La profusa e inabarcable bibliografía internacional sobre el marqués de Sade y la humilde reflexión en cuanto a que poco podría yo aportar a tan rico acervo hermenéutico me llevó a reflexionar sobre cuál habría sido la suerte histórica de Sade en la, al menos hasta hace unas décadas, tan casi siempre mojigata España. De hecho, cuando uno se asomaba a la literatura, Sade estaba en boga. Se empezaban a poder conseguir sus libros en el mercado, en las revistas culturales afloraban artículos sobre el personaje y la moda del estructuralismo y el psicoanálisis lacaniano tenían en el marqués uno de sus más frecuentes motivos recurrentes. Así, en 1967, se había publicado en París la versión definitiva de la biografía de Gilbert Lély[1], uno de los libros canónicos acerca de Sade, y figuras tan influyentes en la cultura de la generación que culminó en el mayo francés, como Georges Bataille, Maurice Blanchot, Simone de Beauvoir o Roland Barthes, habían emprendido una vigorosa reivindicación aunque, como se verá, tuviera su fundamento en décadas precedentes.

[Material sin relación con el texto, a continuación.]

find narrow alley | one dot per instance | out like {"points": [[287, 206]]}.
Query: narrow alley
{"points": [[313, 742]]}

Al efectuar las necesarias comprobaciones, observé que a Sade no se le había traducido en España hasta 1969. Fue pionera la barcelonesa editorial Taber con Historia secreta de Isabel de Baviera, reina de Francia (1969), en versión española de María Ángeles Santa. Pero las obras más transgresoras (Los ciento veinte días de Sodoma, Justine, Juliette…), sólo se conseguían, y aún con dificultad, en ediciones mejicanas que procuraba bajo mano alguna librería de avanzada como “Cinc d’oros” en Barcelona.

Pero, evidentemente, la figura del heterodoxo francés había llegado al país más de una centuria antes y ésa es la pequeña historia que voy a desbrozar.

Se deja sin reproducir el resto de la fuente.